In many cases these deals are the culmination of months–if not years–of work by the service provider chains, scouting locations and building relationships. Yet, according to Landmark Aviation president Dan Bucaro, the batting average remains fairly low. “For every one transaction you get, you’re talking to eight –or ten different possibilities, so it’s still hard,” he said, noting his company had been working on the Panorama Flight Service deal for years before its culmination in November.
Denver-based Ross Aviation cites such relationships as part of its success over the past year, according to Jeff Ross.. “What we have done is our absolute best, as have many of our fine competitors, to keep in touch with those people,” he told AIN. “We’re looking for those FBOs that are big enough to be of economic consequence and we try to be friends with them, and hope that when their time is right, they give us a call.”
“Now that the economy is recovering a little bit, those people who were looking at perhaps exiting the business a few years ago are now seeing some reasonable numbers, so they have a better shot at exiting their business,” said John Enticknap, president of FBO industry consultancy Aviation Business Strategies Group (ABSG). He believes that the maneuvers seen at major business aviation hubs such as Westchester County Airport, Van Nuys and Teterboro will foster competition among healthy businesses rather than price-war squabbles among weak players struggling to hangon. “In some places [consolidation] just makes sense because the field doesn’t justify the number of FBOs for the investment level that is required on those fields,” said Landmark’s Bucaro, who noted the strategy is not new for the industry. “If it makes sense we can get it done and I think it’s good for our business, for the airport and for the community if it’s done in the right manner; but it’s not for every place, that’s for sure.”
Some deals are strategic, such as Atlantic’s Galaxy Aviation purchase, which gives it several bases in a market it was eager to enter. Others may make sense on a local, more tactical level, such as the Panorama acquisition by Landmark, which increases its hangar and ramp space at busy HPN while strengthening the company’s charter and MRO businesses.

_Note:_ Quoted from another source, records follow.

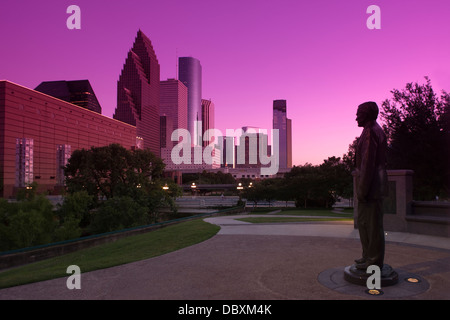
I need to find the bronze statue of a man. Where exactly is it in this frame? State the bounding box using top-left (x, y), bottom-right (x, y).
top-left (355, 102), bottom-right (387, 269)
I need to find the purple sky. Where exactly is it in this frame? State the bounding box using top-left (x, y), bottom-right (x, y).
top-left (0, 0), bottom-right (450, 165)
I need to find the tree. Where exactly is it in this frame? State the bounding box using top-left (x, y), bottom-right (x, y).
top-left (380, 77), bottom-right (450, 200)
top-left (65, 144), bottom-right (181, 232)
top-left (65, 144), bottom-right (164, 201)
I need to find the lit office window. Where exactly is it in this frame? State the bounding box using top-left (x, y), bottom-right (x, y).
top-left (16, 138), bottom-right (33, 188)
top-left (56, 144), bottom-right (72, 186)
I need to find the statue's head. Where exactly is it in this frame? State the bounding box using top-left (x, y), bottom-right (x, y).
top-left (356, 101), bottom-right (378, 127)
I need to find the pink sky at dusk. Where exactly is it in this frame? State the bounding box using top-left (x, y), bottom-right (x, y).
top-left (0, 0), bottom-right (450, 165)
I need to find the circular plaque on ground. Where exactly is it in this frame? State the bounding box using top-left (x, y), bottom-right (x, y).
top-left (344, 264), bottom-right (398, 287)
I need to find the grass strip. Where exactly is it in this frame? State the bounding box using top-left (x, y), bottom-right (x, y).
top-left (0, 219), bottom-right (220, 288)
top-left (236, 217), bottom-right (353, 223)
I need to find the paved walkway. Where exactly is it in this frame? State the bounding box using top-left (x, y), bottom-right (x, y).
top-left (0, 215), bottom-right (450, 300)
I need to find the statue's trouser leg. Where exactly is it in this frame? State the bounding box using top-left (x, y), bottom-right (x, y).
top-left (358, 200), bottom-right (385, 268)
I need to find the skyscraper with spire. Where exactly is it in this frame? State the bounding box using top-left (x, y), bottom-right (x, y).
top-left (178, 57), bottom-right (203, 146)
top-left (273, 100), bottom-right (292, 169)
top-left (113, 30), bottom-right (161, 156)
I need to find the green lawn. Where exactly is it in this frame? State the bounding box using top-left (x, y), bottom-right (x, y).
top-left (0, 219), bottom-right (220, 288)
top-left (249, 207), bottom-right (353, 218)
top-left (236, 217), bottom-right (353, 223)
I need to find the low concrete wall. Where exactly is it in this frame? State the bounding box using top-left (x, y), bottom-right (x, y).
top-left (353, 170), bottom-right (450, 237)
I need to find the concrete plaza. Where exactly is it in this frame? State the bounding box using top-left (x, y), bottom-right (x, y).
top-left (0, 215), bottom-right (450, 300)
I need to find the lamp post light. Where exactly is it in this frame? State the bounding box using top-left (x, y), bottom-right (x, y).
top-left (191, 182), bottom-right (197, 197)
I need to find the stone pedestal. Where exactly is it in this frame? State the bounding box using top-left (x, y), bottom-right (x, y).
top-left (344, 264), bottom-right (398, 287)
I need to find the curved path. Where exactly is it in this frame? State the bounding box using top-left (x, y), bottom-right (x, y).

The current economic climate is also helping to fuel the increase in activity, according to Ross. “Another thing that has been helpful this year not just for us but for everybody is the continuing availability of low interest rates. That’s been helpful because the type of investment a fixed-base operation represents from just a pure financial standpoint is a reliable recurring generator of free cash flow, so if you have such an investment, then you can attract inexpensive debt.”
There are approximately 3,700 FBOs in the U.S., with about 10 percent of them under the control of service provider chains. One thing is certain: if current trends persist, that percentage will rise as the consolidation pot continues to boil.